Antifragile students know their facts. They know that there are only three grammatical genders: masculine, feminine, and neuter. They live in a world of “he”s and “she”s and “it”s. What an advantage to distinguish male and female and not only when choosing a restroom or hooking up a sound system. They know that two plus two equals four, all the time, because God made it that way. Our youngest students sing about the Bible and about the catechism and about the parts of speech because they love to sing and because they don’t have any doubt about God’s good gifts in creation. This is the Grammar stage.

Antifragile students test their arguments as well as the advertising propaganda shot at them. They know that syllogisms can be valid, but not sound, yet we’re looking for both. They live in a world of good, better, and best, and are learning to distinguish which is which according to created categories and according to the standard of God’s Word. This is the Logic stage.

Antifragile students express their ideas. They’ve assembled truth and assessed what is good and they prepare to adorn their persuasions. They are polishing their prose, poetry, and presentations. “Rhetoric is the class that’s trying to turn [students] into a leader” (Rebekah Merkle, Classical Me, Classical Thee). This is the Rhetoric stage.

We train students in the grammar stage to be curious, to love to collect and chant (HIC HAEC HOC!). We train students in the logic stage to be (a good sort of) contrarian, to love to correct and question. And we train students in the rhetoric stage to be creative, to love producing and shaping not just consuming and being shaped.
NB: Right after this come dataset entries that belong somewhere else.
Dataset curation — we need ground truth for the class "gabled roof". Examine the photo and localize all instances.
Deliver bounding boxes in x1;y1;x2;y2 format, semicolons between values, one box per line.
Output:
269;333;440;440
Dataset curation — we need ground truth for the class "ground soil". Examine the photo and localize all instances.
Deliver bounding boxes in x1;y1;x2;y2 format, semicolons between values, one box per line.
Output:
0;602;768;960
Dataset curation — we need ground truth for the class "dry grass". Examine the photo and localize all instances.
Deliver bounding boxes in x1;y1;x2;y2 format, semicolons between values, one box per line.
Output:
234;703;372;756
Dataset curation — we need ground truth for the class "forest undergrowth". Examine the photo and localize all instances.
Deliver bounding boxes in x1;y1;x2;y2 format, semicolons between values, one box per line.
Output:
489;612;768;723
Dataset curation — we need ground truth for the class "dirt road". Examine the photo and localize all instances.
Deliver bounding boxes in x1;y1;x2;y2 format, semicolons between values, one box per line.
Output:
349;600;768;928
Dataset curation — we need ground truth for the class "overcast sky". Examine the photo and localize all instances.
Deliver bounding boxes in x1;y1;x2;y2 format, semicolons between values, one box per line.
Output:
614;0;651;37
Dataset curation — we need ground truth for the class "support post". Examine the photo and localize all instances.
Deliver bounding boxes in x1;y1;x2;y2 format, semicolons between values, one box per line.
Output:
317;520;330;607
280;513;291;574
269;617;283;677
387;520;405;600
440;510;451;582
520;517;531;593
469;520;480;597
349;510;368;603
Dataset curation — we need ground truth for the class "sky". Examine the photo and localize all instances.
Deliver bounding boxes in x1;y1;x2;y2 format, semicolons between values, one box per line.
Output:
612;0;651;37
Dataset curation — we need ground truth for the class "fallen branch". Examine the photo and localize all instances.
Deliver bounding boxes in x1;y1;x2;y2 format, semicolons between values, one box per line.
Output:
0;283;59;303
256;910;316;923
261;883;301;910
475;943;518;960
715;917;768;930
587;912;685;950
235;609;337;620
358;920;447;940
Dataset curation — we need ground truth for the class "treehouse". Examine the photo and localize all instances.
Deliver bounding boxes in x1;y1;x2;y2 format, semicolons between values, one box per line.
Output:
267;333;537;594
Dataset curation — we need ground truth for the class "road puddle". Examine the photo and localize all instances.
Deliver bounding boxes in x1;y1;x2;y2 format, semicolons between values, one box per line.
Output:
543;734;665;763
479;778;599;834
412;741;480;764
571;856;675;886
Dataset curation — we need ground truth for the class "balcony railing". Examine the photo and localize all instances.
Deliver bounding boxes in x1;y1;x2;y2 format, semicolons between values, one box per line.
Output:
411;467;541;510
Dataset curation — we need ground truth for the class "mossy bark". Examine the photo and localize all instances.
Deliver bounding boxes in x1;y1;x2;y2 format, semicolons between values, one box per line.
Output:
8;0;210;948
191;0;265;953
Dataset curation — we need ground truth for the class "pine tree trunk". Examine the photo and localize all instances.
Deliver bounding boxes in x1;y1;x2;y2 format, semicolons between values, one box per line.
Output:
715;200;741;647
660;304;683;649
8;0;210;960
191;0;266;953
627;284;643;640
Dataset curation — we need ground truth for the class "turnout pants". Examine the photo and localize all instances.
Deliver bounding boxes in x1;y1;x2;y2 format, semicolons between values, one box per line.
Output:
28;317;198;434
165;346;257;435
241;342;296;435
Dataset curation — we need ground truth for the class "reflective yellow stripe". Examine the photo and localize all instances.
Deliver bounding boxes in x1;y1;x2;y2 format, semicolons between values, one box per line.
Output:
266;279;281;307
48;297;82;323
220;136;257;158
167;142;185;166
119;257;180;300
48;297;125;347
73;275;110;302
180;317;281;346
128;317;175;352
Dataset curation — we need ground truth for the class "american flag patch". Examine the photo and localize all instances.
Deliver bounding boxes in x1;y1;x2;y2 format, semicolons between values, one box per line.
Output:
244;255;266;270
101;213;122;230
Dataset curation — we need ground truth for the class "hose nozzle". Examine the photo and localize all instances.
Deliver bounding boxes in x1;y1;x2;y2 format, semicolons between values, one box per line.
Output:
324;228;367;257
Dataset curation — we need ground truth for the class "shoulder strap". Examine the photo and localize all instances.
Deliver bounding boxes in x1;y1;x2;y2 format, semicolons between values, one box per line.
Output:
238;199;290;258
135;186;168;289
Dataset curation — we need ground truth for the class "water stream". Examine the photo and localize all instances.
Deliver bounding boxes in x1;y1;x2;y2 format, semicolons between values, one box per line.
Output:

All of these things together work toward making courageous, Christ-loving, Christ-honoring students. We need young men and women who can choose well and advance at crosswords we as parents and teachers can’t currently see. We’re working to equip students who get stronger by figuring things out, with a deadline, with others depending on them.

I love C.S. Lewis’ quote about how favorable conditions never come. “The only people who achieve much are those who want knowledge so badly that they seek it while the conditions are still unfavourable. Favourable conditions never come.” We want students who want unfavorable conditions anyway. It’s not inconsequential that it was Bard (a synonym for poet) the Bowman who shot down the dragon Smaug in The Hobbit, and it’s not just coincidence that the only time Smaug’s weak spot showed is when he was flying and attacking.

At ECS we are laboring, with laughter, to produce a certain kind of antifragile person who is “impossible to sneak up on” (Merkle), who is part of a community of those who not only are not easily broken, but who relish the opportunities to build in a broken world.


The above were notes from my talk at our school’s most recent Information Night.